When the program started, Congress appropriated $65 million for two years. The funding, which has not been continued, provided $5,000 stipends to help retirees become licensed and incentive grants of up to $50,000 over five years to districts to hire them.

But the money wasn’t the biggest draw for districts, says John R. Gantz, who directs Troops to Teachers for the Defense Activity for Non-Traditional Education Support, or DANTES, agency of the Defense Department in Pensacola, Fla.

“When we asked districts why they were hiring them, the answer loud and clear was because they are very good people,” Mr. Gantz said.

Ms. Feistritzer’s survey, completed over the summer by 1,171 participants in the program, found that 90 percent were male, 29 percent were members of minority groups, and 29 percent were teaching mathematics. One-fourth of the teachers were working in inner-city schools, while another 48 percent were teaching in small towns and rural communities.

Nearly half, or 45 percent, taught at the senior high level, while 35 percent worked in middle or junior high schools and 20 percent taught elementary school.

A review of the records of 1,400 participants employed between 1994 and last year found that 85 percent were still teaching this year.

A 1995 survey conducted by DANTES found administrators rated more than 75 percent of Troops to Teachers recruits as above average or higher. Twenty-two percent said they were “among the best” teachers they had hired.

Teaching Experience

To Bill Perry, a retired middle school principal who is the Troops to Teachers representative for Virginia, their success is no surprise.

“Military personnel, when they’re not fighting wars, they teach each other,” Mr. Perry said. “That’s the kind of people we’re dealing with--45-year-old people who know how to teach 18- or 19-year-olds coming out of high school.”

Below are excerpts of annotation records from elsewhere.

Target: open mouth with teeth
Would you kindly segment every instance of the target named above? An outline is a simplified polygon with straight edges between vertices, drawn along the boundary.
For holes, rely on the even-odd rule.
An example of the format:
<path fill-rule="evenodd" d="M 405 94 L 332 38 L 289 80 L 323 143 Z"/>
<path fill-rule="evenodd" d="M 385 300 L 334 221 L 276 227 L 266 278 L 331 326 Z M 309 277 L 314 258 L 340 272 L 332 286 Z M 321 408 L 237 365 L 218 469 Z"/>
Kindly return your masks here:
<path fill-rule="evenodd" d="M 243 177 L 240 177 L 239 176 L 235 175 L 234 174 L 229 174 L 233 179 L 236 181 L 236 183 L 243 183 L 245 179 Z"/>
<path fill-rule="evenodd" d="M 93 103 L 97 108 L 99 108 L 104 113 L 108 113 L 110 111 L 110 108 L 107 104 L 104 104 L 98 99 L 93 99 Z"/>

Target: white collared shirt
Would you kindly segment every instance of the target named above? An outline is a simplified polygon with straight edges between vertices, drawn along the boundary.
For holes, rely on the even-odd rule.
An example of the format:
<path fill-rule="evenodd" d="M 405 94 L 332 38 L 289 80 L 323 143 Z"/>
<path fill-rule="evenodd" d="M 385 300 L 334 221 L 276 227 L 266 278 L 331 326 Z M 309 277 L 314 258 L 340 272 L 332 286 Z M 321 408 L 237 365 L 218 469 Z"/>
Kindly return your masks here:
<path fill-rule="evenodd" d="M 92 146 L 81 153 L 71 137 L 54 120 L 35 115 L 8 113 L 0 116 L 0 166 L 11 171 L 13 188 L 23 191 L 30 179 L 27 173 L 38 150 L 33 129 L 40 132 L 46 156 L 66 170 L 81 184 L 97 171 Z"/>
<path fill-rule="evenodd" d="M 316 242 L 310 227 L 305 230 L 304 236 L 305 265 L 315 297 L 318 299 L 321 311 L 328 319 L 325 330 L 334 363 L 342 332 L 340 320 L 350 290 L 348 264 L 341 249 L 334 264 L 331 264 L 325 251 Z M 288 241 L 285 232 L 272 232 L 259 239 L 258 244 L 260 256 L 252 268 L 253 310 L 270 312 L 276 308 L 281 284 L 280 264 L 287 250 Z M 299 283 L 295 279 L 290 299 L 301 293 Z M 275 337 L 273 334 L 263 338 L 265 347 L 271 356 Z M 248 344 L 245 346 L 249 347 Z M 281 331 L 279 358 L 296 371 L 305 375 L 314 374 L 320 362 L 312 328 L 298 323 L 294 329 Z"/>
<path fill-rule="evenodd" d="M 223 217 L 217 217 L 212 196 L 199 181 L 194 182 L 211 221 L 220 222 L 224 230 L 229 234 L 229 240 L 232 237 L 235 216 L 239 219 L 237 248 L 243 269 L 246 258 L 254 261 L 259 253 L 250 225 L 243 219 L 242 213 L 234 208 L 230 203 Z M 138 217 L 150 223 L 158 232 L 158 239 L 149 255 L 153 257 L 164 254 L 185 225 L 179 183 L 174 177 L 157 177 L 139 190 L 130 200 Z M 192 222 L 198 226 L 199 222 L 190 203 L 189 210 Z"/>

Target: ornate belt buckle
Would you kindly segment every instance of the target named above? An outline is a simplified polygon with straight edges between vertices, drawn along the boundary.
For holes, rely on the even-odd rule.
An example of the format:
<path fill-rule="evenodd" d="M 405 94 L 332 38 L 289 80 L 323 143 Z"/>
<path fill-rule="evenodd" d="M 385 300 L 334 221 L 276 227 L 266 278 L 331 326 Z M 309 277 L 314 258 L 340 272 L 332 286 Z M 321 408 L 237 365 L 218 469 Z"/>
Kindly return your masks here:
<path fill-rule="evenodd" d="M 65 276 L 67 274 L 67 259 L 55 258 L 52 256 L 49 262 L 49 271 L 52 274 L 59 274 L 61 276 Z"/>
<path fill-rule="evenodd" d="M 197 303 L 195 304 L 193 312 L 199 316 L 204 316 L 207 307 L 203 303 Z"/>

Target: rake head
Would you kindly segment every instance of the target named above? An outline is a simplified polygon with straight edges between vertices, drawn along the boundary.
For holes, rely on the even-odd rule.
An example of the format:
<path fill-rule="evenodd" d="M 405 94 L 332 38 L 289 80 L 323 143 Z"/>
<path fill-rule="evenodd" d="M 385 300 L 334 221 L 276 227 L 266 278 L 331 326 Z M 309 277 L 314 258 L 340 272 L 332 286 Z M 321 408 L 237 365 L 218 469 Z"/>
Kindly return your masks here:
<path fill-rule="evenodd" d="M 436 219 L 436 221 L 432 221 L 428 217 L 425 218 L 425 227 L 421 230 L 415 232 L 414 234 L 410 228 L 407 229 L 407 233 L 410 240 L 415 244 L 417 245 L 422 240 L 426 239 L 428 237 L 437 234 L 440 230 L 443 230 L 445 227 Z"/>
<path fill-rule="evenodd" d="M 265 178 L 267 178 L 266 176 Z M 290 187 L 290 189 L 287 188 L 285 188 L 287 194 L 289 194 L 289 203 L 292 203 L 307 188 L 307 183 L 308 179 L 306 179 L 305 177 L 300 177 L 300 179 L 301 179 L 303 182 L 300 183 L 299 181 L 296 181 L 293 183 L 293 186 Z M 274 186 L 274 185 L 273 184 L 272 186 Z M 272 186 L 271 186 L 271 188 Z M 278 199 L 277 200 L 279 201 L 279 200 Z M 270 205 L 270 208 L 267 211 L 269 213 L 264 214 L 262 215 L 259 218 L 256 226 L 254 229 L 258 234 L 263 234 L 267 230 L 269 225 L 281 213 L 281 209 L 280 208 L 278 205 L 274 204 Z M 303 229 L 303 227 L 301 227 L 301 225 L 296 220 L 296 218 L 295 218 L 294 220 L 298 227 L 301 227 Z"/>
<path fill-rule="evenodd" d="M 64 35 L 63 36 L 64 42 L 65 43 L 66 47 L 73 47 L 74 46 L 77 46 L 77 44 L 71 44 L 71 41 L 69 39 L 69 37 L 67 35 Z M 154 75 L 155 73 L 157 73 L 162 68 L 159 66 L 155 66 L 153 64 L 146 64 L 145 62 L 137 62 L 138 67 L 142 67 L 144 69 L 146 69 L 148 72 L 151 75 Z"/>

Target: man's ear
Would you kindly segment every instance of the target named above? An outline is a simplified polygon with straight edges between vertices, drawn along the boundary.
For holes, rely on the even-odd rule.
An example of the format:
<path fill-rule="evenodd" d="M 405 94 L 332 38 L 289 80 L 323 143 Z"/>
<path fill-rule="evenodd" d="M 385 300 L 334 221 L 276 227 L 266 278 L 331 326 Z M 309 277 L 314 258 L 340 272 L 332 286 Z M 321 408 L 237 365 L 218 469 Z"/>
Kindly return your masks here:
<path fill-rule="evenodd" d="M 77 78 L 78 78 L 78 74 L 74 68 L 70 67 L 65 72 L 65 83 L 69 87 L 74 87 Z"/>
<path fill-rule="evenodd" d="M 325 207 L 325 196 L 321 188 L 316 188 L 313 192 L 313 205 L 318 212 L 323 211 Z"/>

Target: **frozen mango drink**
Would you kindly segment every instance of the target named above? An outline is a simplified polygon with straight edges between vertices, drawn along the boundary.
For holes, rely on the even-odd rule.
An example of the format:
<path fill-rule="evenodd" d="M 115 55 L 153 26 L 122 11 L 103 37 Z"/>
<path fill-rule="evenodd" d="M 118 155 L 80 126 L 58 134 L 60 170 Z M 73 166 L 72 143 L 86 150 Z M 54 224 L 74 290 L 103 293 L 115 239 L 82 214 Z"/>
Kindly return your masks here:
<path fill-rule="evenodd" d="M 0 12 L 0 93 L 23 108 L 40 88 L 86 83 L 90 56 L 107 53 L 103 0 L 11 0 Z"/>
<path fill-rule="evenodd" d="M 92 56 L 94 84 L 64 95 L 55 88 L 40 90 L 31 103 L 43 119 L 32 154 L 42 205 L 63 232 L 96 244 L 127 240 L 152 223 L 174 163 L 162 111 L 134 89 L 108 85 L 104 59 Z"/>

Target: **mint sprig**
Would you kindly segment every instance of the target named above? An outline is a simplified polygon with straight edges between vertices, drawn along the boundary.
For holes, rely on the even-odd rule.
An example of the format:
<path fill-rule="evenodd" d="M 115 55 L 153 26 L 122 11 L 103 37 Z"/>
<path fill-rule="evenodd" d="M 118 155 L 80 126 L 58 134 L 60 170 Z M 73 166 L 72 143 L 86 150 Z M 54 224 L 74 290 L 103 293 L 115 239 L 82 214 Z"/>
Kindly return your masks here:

Mr. Perry and his Troops to Teachers colleagues review applicants’ transcripts, advise them on becoming licensed, and link them with districts. The program has an Internet site, voled.doded.mil/dantes/ttt, that allows candidates to search for job vacancies and talk to on-line “mentors.”

Military test sites around the world now administer teacher-licensing tests, including the PRAXIS test and the California Basic Education Skills Test.

Sam Swofford, the executive director of the California State Commission on Teacher Credentialing, noted that veterans gain life experience that is invaluable in the classroom."There’s a sense of commitment that’s instilled in them, when they come out, that is part of their internal mechanism for the way they live,” he said. “They make wonderful teachers.”

In California, Troops to Teachers was combined with a state-run program launched in 1994 to place laid-off aerospace and defense workers in teaching positions. Over four years, 734 defense workers and 276 military recruits have taken jobs teaching in the state.

In Texas, where schools have hired 467 Troops to Teachers participants, the state education agency may assume the cost of the effort. The funding involved is relatively modest: The Troops to Teachers office has a budget this year of $118,000, according to Meryl Kettler, the coordinator of the Texas Military Initiative.

Officials in other states are discussing moving the recruitment effort to veterans’ affairs departments.

Three-fourths of the veterans in Texas have earned licenses through “alternate route” programs that involve structured internships and university coursework. Nationwide, Ms. Feistritzer’s survey found, half the Troops to Teachers participants had entered teaching that way, while the rest completed traditional college-based programs.

Mr. Ramirez, the McAllen middle school assistant principal, was licensed through a one-year internship program at the University of Texas at El Paso to teach elementary bilingual education and English as a second language. He went on to earn a master’s in educational administration--and to learn a lot about children.

“You end up realizing a lot of things about the baggage kids bring to school,” he said, “and what you can do to help them out.”